妖魔04~聖域~

所詮は種の違う生き物であり、賛同していようが交わる事などない。

それが平行に並ぶこともない。

手を取り合うことになっても、元より植えついていた闘争本能に抗うことは出来ない。

仮初の仮面はそぎ落とされ、どちらかが闇の底に落ちる事になる。

結局、妖魔の世界に必要はない。

「知識が偏っているわね。能力以外の技術や言語はどこから来たと思う?」

「人間からか」

「そう、人間の恩恵、改革派の皆様はそれを忘れているようね」

里に存在している建物や、衣服は全て人間が開発したもの。

些細な事だ。

「だが、恩恵をありがたがるのも過去の話だ。

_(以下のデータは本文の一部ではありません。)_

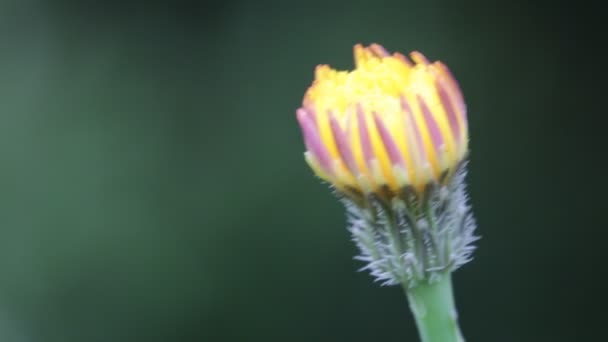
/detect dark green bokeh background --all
[0,0,607,342]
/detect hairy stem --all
[405,272,464,342]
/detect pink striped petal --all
[329,111,357,175]
[373,112,405,168]
[401,95,428,163]
[296,108,332,174]
[357,105,374,165]
[417,95,443,153]
[438,63,468,126]
[436,80,462,144]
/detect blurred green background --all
[0,0,608,342]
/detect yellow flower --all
[297,44,468,196]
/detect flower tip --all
[410,51,431,65]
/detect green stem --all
[405,273,464,342]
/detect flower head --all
[297,44,477,288]
[297,44,468,202]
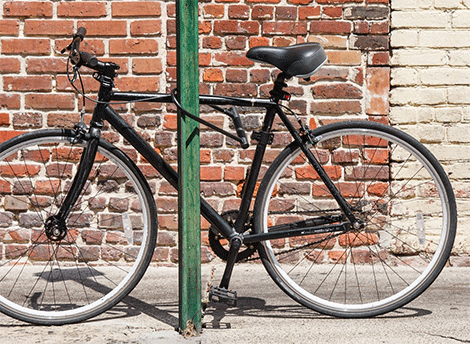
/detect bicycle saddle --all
[246,43,327,79]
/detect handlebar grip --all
[80,51,99,68]
[75,27,86,41]
[230,106,250,149]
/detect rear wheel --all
[0,130,157,325]
[254,122,457,317]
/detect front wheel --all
[254,122,457,317]
[0,130,157,325]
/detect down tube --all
[104,106,236,239]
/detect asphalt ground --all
[0,263,470,344]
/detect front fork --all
[55,127,101,226]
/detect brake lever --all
[70,66,80,84]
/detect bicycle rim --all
[0,130,156,324]
[255,122,456,317]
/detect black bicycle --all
[0,28,457,324]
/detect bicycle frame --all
[58,72,361,289]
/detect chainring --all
[209,210,256,262]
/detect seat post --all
[269,73,291,103]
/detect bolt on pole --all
[176,0,201,334]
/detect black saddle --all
[246,43,328,79]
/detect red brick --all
[225,36,246,51]
[25,93,75,110]
[225,69,248,82]
[116,76,160,92]
[366,67,390,114]
[203,4,225,18]
[2,38,51,56]
[200,166,222,181]
[251,5,274,19]
[0,19,20,36]
[0,93,21,109]
[3,1,52,18]
[327,50,361,65]
[0,57,21,73]
[3,75,52,91]
[0,130,26,143]
[323,6,343,18]
[276,6,297,20]
[273,37,296,47]
[47,113,80,128]
[132,57,163,74]
[199,21,212,35]
[310,20,352,34]
[312,100,362,114]
[263,22,307,35]
[368,51,390,66]
[54,38,104,56]
[109,38,158,55]
[26,57,67,74]
[214,20,260,35]
[287,0,313,3]
[0,112,10,126]
[249,37,269,48]
[77,19,127,36]
[250,69,271,84]
[215,84,257,97]
[57,1,106,18]
[24,19,74,36]
[214,52,254,67]
[131,19,162,36]
[228,5,250,19]
[203,68,224,82]
[202,36,222,49]
[224,166,245,181]
[246,0,281,4]
[312,83,362,99]
[111,1,162,18]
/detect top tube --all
[110,92,277,108]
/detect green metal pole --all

今の人間にありがたみを感じはしない」

「そうね」

「お前は、人間の肩を持つつもりか?」

「それも極端ね。犬神君みたいな記号な考え方では切り抜けないわ」

「小ばかにするくらいならば、俺を納得させる事ぐらいはいえるんだろうな」

「犬神君が納得するかどうかなんて、必要のない事ね」

秋野も紅茶を飲み干し、机の上にカップを置いた。

「人間を抹殺するにしても、妖魔の力だけでやっていこうなんて考えを持っているでしょう?」

「当たり前だ。何故、人間の力を借りなければならない」

「その解答じゃ10点にも満たないわ」

「お前、人間を利用しているのか?」

「ふふ、賛同してくれるんだもの、利用しなくてはもったいないわ」

秋野は本当に改革派に所属しているのか。

笑いの奥には、別の何かを潜ましているような気がしてならない。